~Kırmızı saçlı kadın|Orhan Pamuk~
Orhan Pamuk’ un okuduğum ilk kitabıydı. Geniş bir zamana yayılmış bir roman. Görünürde bir aşk hikayesini daha doğrusu bir erkeğin yaşamını anlatan ama alt metinlerde baba-oğul/birey-otorite ilişkisini, batı-doğu felsefelerini içeren bir kurguya sahip. İran edebiyatında Firdevsi’nin yazdığı Şehnâmede geçen babanın oğlu öldürmesi 'Rüstem- Sührab' ve batı edebiyatındaki Sophokles’in yazdığı Oğulun babayı öldürmesi "King Oedipus -Laios ' karşılaştırması hem benzerlik hem farklılık acısından ele alınmış.

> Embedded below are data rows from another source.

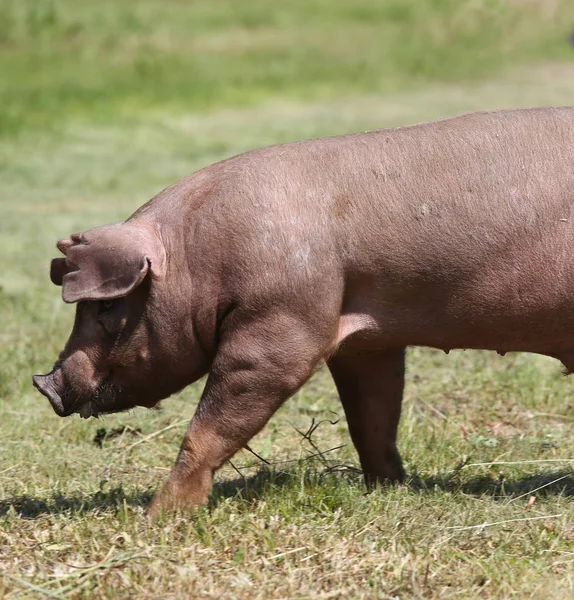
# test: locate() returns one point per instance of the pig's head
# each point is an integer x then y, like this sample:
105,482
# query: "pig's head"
121,350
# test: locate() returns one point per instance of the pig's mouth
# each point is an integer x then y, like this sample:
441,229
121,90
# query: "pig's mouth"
108,398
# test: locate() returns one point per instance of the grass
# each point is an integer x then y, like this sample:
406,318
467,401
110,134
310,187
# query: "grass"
79,151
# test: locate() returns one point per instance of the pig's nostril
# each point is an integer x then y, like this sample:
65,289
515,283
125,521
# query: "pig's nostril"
45,385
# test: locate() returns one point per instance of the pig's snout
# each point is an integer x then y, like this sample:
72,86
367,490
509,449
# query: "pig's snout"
49,385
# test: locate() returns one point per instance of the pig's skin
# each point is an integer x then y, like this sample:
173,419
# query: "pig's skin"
453,234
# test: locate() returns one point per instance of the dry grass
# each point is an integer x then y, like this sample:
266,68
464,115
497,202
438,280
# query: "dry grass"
486,512
487,441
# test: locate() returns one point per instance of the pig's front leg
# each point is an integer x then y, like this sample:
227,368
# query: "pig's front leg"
257,367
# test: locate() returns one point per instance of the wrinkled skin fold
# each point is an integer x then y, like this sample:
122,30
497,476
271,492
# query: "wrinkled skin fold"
346,250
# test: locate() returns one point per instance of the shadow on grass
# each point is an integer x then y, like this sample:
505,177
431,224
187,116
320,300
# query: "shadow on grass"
267,481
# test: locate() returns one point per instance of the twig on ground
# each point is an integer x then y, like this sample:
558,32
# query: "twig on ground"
538,488
482,525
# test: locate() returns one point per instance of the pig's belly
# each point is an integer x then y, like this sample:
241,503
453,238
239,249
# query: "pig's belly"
449,317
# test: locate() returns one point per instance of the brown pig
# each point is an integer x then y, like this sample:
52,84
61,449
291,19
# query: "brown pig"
457,233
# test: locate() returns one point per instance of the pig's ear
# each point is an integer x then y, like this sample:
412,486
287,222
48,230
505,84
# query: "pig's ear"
107,262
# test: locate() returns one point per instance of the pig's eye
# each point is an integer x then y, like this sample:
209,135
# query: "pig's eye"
106,305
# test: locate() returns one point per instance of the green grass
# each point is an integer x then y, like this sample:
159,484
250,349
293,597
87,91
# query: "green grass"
87,138
104,61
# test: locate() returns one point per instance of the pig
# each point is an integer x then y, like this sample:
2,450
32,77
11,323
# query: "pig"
254,271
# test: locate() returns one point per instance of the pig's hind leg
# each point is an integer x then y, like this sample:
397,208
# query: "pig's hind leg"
370,385
257,367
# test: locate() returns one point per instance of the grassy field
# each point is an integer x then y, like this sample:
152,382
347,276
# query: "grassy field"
104,103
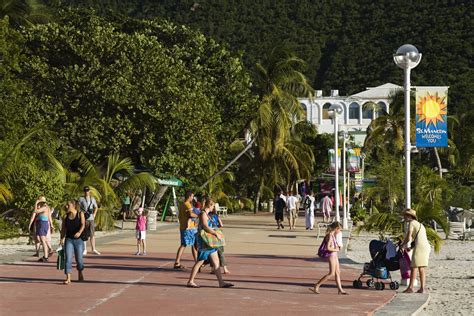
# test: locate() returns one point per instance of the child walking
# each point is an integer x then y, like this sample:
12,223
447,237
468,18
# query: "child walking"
140,229
330,253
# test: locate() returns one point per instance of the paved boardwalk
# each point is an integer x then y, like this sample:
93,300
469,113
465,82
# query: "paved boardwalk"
271,270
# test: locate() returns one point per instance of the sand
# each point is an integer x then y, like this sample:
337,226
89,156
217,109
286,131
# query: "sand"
450,275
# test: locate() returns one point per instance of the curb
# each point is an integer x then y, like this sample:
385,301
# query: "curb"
400,304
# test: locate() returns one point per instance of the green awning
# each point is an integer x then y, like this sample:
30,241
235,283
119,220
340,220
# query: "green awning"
172,182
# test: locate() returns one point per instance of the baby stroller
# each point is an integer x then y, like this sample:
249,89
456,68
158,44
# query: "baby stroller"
380,267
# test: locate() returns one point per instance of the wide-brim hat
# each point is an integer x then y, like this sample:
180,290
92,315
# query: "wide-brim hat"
410,212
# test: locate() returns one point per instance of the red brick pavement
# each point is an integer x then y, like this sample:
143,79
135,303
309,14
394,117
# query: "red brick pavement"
118,284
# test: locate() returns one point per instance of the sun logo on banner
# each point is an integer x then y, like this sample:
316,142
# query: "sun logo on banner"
431,109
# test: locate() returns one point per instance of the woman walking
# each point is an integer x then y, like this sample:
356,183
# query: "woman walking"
74,224
216,223
421,250
204,252
331,254
44,224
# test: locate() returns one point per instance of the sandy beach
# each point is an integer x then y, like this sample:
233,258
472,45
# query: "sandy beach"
450,274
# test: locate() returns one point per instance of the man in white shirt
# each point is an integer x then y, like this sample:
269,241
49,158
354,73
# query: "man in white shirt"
309,210
326,205
291,204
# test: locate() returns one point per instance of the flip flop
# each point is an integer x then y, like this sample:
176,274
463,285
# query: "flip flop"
179,267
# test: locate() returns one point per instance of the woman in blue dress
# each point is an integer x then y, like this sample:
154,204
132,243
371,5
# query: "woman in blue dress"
204,252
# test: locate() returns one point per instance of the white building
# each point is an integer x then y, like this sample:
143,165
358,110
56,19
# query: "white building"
355,119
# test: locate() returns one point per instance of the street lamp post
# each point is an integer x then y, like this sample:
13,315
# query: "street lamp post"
334,111
345,138
407,57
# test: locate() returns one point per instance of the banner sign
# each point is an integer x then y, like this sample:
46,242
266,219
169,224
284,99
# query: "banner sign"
332,160
353,160
431,117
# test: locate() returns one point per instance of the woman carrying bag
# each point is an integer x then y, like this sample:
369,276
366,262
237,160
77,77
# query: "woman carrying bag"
421,250
206,251
72,228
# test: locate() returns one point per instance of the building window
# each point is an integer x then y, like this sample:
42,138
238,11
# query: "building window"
367,111
325,111
354,111
305,109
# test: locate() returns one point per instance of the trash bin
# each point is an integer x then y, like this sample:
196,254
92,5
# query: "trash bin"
151,221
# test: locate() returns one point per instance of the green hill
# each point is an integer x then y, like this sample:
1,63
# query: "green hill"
348,45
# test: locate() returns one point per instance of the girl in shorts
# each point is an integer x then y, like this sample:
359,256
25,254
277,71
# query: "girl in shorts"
140,229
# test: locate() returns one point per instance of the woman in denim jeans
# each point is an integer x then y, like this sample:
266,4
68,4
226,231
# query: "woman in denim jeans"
72,228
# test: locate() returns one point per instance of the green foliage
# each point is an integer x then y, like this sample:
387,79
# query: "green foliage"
8,229
29,182
191,90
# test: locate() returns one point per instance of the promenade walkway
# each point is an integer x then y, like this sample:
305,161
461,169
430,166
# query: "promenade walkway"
271,269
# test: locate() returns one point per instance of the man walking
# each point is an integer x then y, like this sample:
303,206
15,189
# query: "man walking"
279,207
309,210
291,204
187,229
88,205
326,205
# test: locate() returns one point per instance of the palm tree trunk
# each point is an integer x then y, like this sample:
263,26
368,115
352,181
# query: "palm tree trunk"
158,196
259,194
249,145
438,160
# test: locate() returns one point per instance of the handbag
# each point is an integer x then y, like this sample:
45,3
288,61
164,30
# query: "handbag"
323,251
412,244
211,240
61,260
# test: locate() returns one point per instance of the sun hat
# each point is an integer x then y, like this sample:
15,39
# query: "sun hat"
410,212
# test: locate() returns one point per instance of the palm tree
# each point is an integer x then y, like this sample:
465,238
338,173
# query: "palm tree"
25,12
108,182
278,154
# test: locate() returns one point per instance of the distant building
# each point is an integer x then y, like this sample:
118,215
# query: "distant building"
355,118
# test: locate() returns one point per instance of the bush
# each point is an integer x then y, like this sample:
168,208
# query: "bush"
8,229
29,182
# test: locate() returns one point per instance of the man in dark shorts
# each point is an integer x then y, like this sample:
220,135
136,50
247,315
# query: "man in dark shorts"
279,207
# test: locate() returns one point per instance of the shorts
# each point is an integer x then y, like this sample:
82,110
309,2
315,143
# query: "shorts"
293,213
278,216
188,237
141,234
90,226
125,208
42,228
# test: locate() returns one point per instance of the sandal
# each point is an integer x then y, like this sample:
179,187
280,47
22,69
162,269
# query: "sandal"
227,285
193,285
313,290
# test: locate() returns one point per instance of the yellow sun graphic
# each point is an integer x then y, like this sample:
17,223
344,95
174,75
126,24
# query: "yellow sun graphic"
431,109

Kabullenilmesi güç olan detayların birer efsane olduğunu düşünmek ve anlatılanların bir kurgu olduğunu kendi kendime tekrar etmek kitabı yarıda bırakmama engel oldu. Kitaptan alıntılar:
İnsanın sevdiği, kıymetli bir şeyini kuyuda bırakıp sonra da unutması acaba neyin işaretiydi?
Her yıldız bir hayatı işaret ediyordu. Cenab-ı Allah yaz gecelerini yıldızlı yapmıştı ki, ne kadar çok insan, ne kadar çok hayat olduğunu hatırlayalım..
Sonuçları düşünürsen özgür olamazsın. Özgürlük, tarihi ve ahlakı unutmaktır.
Dünya ile arama uzaklık koydum. Dünya güzeldi , içim de güzel olsun istedim.
Kuvvetli,kararlı bir babamız olsun,bize neyi yapıp neyi yapamayacağımızı söylesin isteriz.Niye?Neyi yapıp neyi yapamayacağımıza,neyin ahlaklı ve doğru,neyin ise günah ve yanlış olduğuna karar vermek zor olduğu için mi?Yoksa suçlu ve günahkar olmadığımızı işitmeye her zaman mı vardır,yoksa,kafamız karıştığı,dünyamız dağıldığı,ruhumuz daraldığı vakit mi isteriz babayı?
Tıpkı babasız bir oğul gibi, oğulsuz bir babayı da kimse basmaz bağrına.